Nesanet Teshager Abegaze
Nesanet Teshager Abegaze appelle d’abord une lecture par la mémoire, non comme thème noble, mais comme force de trouble. Son cinéma semble habiter un espace où l’identité, l’histoire et l’expérience intime ne se laissent jamais refermer dans un récit homogène. Pour CaSTV, cette position est précieuse. Elle rappelle que le fantastique moderne peut naître d’une fracture temporelle, d’un héritage non réglé, d’une présence du passé qui persiste sans se donner comme fantôme littéral. Chez Abegaze, le cinéma avance à cette lisière : assez concret pour tenir au vécu, assez sensible aux survivances pour faire vaciller le présent.
Ce qui frappe, c’est l’attention aux traces. Les corps, les voix, les lieux et les silences sont filmés comme porteurs d’une histoire qui déborde la seule situation immédiate. Cela ne produit pas un cinéma didactique. Au contraire, la mise en scène semble chercher la juste distance entre l’inscription historique et l’opacité des êtres. On ne nous livre pas un monde déjà commenté. On nous place devant des signes dont la densité émotionnelle et politique reste ouverte. C’est précisément cette ouverture qui crée le trouble.
Beaucoup d’œuvres contemporaines traitant d’héritage ou de déplacement identitaire tombent dans une forme de bonne conscience esthétique. Elles veulent être graves, délicates, responsables, et finissent par neutraliser tout risque formel. Nesanet Teshager Abegaze paraît prendre un chemin plus tendu. Elle laisse subsister des zones de non-résolution, des vides, des coupures, des rapports incertains entre les temps. Ce choix est décisif. Il donne au film une respiration plus inquiète, plus vivante, proche par moments de certaines zones du fantastique, où ce qui revient ne revient jamais sous une forme stable.
Cette logique touche aussi à la manière dont les espaces sont filmés. Un lieu n’est pas seulement là pour situer l’action. Il devient une surface d’inscription, une réserve de mémoire, parfois une chambre d’écho pour des conflits invisibles. Les intérieurs, les seuils, les fragments de paysage ou les objets ordinaires peuvent porter une charge bien supérieure à leur fonction apparente. Cela suppose une mise en scène très attentive aux matières, aux durées, aux interruptions. Abegaze semble comprendre que le sens ne se déclare pas d’avance. Il se laisse percevoir par couches.
Dans une perspective plus large, son travail trouve un écho particulier au sein des Années 2020, décennie où de nombreux cinéastes cherchent à repenser les liens entre autobiographie diffuse, histoire collective et formes du trouble. La différence, chez elle, tient à l’absence de maniérisme moral. Rien ne paraît surligné pour prouver la profondeur du sujet. Le film reste disponible à ses propres ambiguïtés. Il accepte que la mémoire ne soigne pas, qu’elle déplace, complique, hante, parfois sans fournir de réconciliation convaincante.

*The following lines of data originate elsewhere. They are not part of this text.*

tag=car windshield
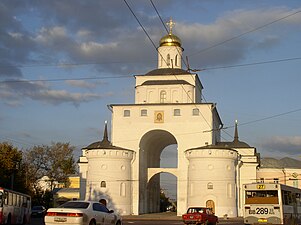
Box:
[59,202,89,209]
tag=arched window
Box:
[166,54,170,66]
[160,90,166,103]
[207,182,213,189]
[100,180,107,188]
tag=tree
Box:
[24,142,76,192]
[24,142,76,207]
[0,142,26,192]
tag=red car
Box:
[182,207,218,225]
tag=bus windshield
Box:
[245,190,279,204]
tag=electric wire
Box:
[190,10,301,56]
[124,0,211,130]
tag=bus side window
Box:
[296,193,301,206]
[4,191,8,205]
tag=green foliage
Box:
[0,142,76,207]
[0,142,26,192]
[24,142,76,192]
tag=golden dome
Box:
[160,34,182,47]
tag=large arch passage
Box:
[139,130,177,213]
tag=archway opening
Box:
[147,172,177,213]
[139,130,178,214]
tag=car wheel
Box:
[89,220,96,225]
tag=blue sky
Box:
[0,0,301,165]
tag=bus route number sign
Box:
[249,207,275,214]
[257,184,265,189]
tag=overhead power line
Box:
[222,109,301,129]
[190,10,301,56]
[198,57,301,71]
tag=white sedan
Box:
[44,200,122,225]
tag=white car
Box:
[44,200,122,225]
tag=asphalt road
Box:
[31,214,244,225]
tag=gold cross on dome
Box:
[166,17,176,34]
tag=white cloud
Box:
[66,80,96,89]
[261,136,301,155]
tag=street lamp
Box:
[10,159,21,190]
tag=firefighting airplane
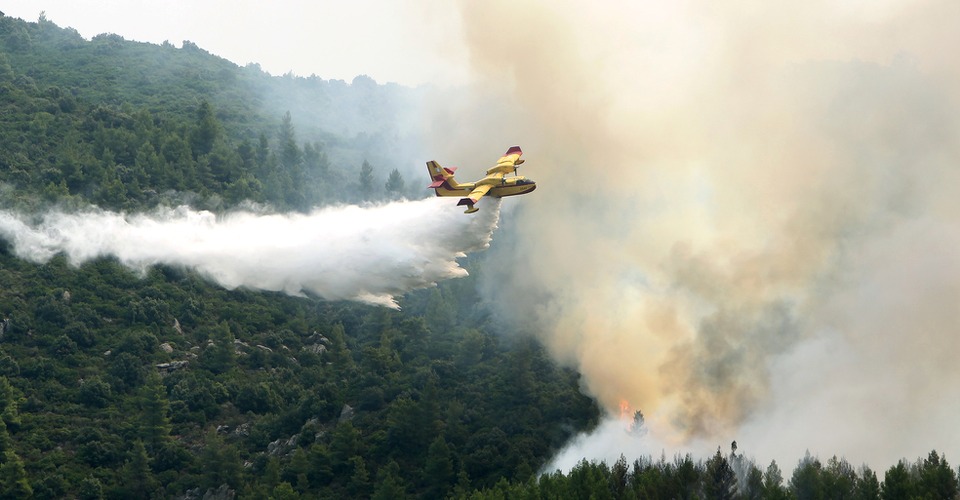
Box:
[427,146,537,214]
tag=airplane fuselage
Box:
[436,176,537,198]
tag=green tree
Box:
[704,448,737,500]
[423,434,455,498]
[880,460,915,500]
[360,160,374,201]
[370,460,407,500]
[917,450,960,498]
[191,100,221,158]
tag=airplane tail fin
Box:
[427,161,461,196]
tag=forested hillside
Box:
[0,13,598,498]
[0,11,957,499]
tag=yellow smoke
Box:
[434,0,960,446]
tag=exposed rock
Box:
[156,360,189,373]
[267,434,300,456]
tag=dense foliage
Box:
[463,448,960,500]
[0,11,957,498]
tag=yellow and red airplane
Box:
[427,146,537,214]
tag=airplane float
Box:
[427,146,537,214]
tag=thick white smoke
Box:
[434,0,960,468]
[0,198,499,307]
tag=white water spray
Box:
[0,198,500,307]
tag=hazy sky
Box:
[0,0,466,85]
[7,0,960,468]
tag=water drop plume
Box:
[0,198,499,307]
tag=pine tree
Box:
[704,448,737,500]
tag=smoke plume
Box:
[0,198,499,307]
[434,0,960,465]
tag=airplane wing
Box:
[497,146,523,167]
[487,146,523,175]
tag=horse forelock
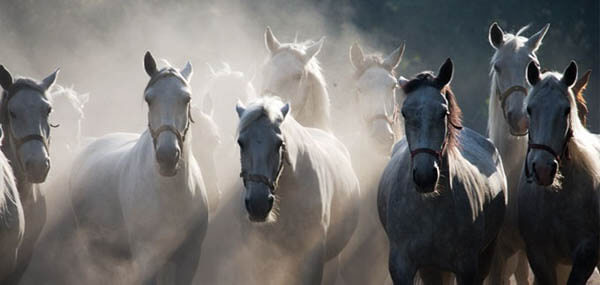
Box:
[237,96,289,135]
[402,71,462,151]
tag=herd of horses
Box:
[0,20,600,284]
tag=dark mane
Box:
[402,71,462,149]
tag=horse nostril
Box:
[244,198,250,212]
[267,194,275,208]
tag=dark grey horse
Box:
[378,59,506,284]
[519,62,600,285]
[0,65,58,283]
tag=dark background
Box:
[0,0,600,135]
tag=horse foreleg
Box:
[527,245,557,285]
[567,236,600,285]
[388,246,417,285]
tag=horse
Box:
[0,65,59,284]
[341,43,405,284]
[236,96,360,284]
[518,61,600,285]
[70,52,208,284]
[202,63,256,141]
[377,59,506,284]
[260,27,331,131]
[488,23,549,284]
[0,126,25,284]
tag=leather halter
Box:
[525,127,573,182]
[240,142,287,192]
[3,82,52,154]
[144,69,194,150]
[496,84,528,137]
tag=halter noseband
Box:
[144,69,194,150]
[496,84,528,137]
[525,127,573,182]
[3,82,53,156]
[240,142,287,192]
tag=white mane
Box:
[525,72,600,186]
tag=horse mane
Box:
[402,71,462,150]
[354,54,397,79]
[237,96,289,135]
[0,77,49,125]
[272,40,331,128]
[525,72,600,186]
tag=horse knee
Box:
[567,236,600,285]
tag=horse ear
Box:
[435,58,454,89]
[527,60,542,86]
[0,65,13,90]
[383,43,405,71]
[144,51,158,77]
[235,100,246,118]
[77,93,90,109]
[572,69,592,95]
[41,68,60,90]
[350,43,365,69]
[202,92,215,117]
[304,37,325,62]
[281,103,290,119]
[488,22,504,49]
[265,26,281,53]
[526,24,550,51]
[560,60,577,87]
[398,76,410,89]
[179,61,194,82]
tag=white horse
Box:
[518,62,600,285]
[202,63,256,141]
[0,65,58,284]
[341,43,404,284]
[261,27,330,131]
[0,126,25,284]
[237,97,359,284]
[71,52,208,284]
[378,59,506,284]
[488,23,549,284]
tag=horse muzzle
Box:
[244,182,275,223]
[412,155,440,193]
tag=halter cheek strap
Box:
[144,69,194,150]
[525,128,573,178]
[496,85,528,137]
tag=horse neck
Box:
[292,70,330,130]
[138,129,196,186]
[488,73,527,176]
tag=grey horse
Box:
[377,59,506,284]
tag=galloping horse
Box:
[0,126,25,284]
[71,52,208,284]
[341,43,404,284]
[519,62,600,285]
[488,23,549,285]
[0,65,58,284]
[378,59,506,284]
[237,97,359,284]
[261,27,330,131]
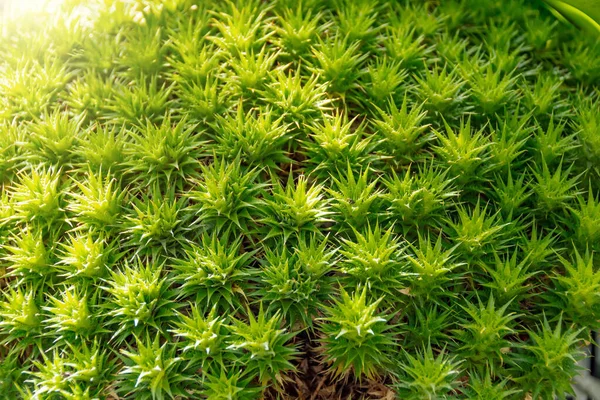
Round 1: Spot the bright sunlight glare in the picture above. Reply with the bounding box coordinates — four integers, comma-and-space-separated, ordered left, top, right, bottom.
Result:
0, 0, 63, 18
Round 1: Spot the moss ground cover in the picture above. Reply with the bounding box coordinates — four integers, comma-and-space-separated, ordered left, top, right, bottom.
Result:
0, 0, 600, 400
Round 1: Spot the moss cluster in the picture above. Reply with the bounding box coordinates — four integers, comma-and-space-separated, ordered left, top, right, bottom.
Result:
0, 0, 600, 400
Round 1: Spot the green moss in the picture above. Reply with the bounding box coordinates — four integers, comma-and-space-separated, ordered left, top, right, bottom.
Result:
0, 0, 600, 400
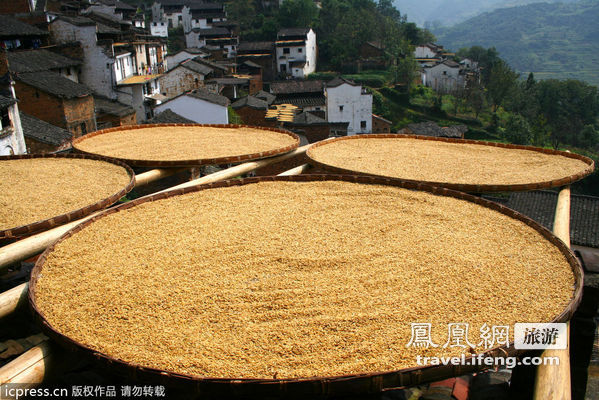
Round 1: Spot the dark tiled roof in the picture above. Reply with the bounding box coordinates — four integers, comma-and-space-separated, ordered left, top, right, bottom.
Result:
193, 57, 227, 72
15, 71, 91, 99
231, 96, 268, 110
327, 76, 360, 87
254, 90, 277, 105
237, 42, 275, 52
186, 89, 231, 107
278, 28, 310, 38
270, 80, 323, 95
486, 190, 599, 248
57, 15, 96, 26
19, 112, 73, 146
7, 49, 81, 73
0, 15, 48, 37
193, 28, 231, 37
179, 60, 214, 75
0, 94, 17, 110
274, 95, 326, 108
144, 108, 196, 124
293, 112, 328, 125
94, 95, 135, 117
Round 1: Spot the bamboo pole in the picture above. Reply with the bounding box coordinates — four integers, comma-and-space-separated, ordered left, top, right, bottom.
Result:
135, 168, 185, 187
278, 164, 312, 176
0, 340, 54, 393
0, 283, 29, 318
534, 186, 572, 400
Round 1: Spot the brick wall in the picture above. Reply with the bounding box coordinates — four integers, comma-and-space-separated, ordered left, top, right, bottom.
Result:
15, 81, 67, 129
64, 95, 96, 138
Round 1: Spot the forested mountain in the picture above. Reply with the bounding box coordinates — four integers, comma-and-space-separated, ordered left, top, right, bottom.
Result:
434, 0, 599, 85
394, 0, 576, 28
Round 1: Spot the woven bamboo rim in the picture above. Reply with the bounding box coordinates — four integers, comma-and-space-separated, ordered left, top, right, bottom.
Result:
73, 124, 300, 168
0, 153, 135, 239
306, 134, 595, 193
28, 175, 583, 397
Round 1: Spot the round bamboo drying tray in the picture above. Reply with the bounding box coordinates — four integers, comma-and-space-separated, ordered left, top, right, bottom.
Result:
73, 124, 300, 168
306, 134, 594, 193
28, 175, 582, 397
0, 154, 135, 239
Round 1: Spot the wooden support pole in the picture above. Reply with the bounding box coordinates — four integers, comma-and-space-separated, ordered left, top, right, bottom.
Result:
0, 283, 29, 319
0, 340, 53, 386
277, 164, 312, 176
534, 186, 572, 400
135, 168, 185, 187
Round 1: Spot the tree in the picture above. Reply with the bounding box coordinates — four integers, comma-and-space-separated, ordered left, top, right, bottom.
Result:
503, 114, 532, 145
486, 59, 518, 112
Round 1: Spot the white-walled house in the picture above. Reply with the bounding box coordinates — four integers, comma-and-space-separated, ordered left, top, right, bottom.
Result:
325, 77, 372, 136
150, 21, 168, 37
0, 95, 27, 156
154, 89, 230, 124
275, 28, 318, 78
422, 60, 464, 92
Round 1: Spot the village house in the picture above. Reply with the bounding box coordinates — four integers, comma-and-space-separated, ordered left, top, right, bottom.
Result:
0, 14, 48, 50
325, 77, 372, 135
275, 28, 317, 78
14, 71, 96, 137
270, 80, 327, 118
158, 60, 214, 98
7, 49, 83, 83
154, 89, 230, 124
372, 114, 393, 133
185, 27, 239, 58
94, 95, 137, 130
237, 42, 277, 81
181, 2, 227, 33
49, 15, 167, 123
166, 48, 208, 69
0, 93, 27, 156
231, 96, 274, 126
422, 60, 464, 92
20, 112, 73, 153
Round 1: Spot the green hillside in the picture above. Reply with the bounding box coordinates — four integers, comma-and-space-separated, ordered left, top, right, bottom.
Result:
434, 0, 599, 85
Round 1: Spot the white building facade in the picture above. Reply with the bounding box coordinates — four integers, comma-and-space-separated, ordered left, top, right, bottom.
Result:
275, 28, 318, 79
325, 78, 372, 136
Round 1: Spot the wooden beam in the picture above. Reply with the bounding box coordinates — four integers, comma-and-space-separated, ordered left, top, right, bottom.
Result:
0, 340, 53, 393
534, 186, 572, 400
0, 283, 29, 319
277, 164, 312, 176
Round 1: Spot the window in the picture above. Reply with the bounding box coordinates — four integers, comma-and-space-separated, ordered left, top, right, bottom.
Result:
0, 108, 10, 129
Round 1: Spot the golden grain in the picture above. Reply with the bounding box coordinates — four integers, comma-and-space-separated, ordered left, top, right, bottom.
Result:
75, 126, 295, 161
310, 135, 588, 185
34, 181, 574, 378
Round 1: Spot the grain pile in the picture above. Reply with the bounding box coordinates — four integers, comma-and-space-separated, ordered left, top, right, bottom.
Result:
309, 136, 588, 185
33, 181, 574, 378
0, 158, 131, 230
74, 126, 295, 161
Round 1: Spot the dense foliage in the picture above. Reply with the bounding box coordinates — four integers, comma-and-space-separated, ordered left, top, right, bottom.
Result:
435, 0, 599, 85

Cette absence de réconciliation facile est importante pour CaSTV. Elle rapproche l’œuvre de zones où l’horreur au sens large rejoint l’expérience historique. Ce n’est pas l’horreur comme spectacle. C’est l’horreur comme persistance, comme retour d’un non-résolu dans le tissu ordinaire des jours. En cela, Nesanet Teshager Abegaze rejoint une famille de films qui savent que la peur n’a pas toujours besoin de visage. Elle peut être une tonalité du temps lui-même.
Si l’on veut situer son travail sans l’enfermer, on peut dire qu’il dialogue avec des cinémas diasporiques et mémoriels qui refusent le simplisme identitaire. Il y a là une force discrète mais réelle, qui dépasse les frontières nationales strictes et ouvre un champ plus vaste du côté de l’Afrique pensée comme mémoire, déplacement et invention de formes. Même lorsque les récits restent très situés, ils gardent cette capacité à parler depuis plusieurs couches d’expérience en même temps.
Suivre Nesanet Teshager Abegaze, c’est donc suivre un regard qui comprend que le passé n’est jamais derrière nous de façon propre. Il demeure dans les gestes, les images, les absences. Le cinéma a alors pour tâche non de le résoudre, mais de lui donner une forme assez juste pour que son inquiétude puisse enfin être éprouvée.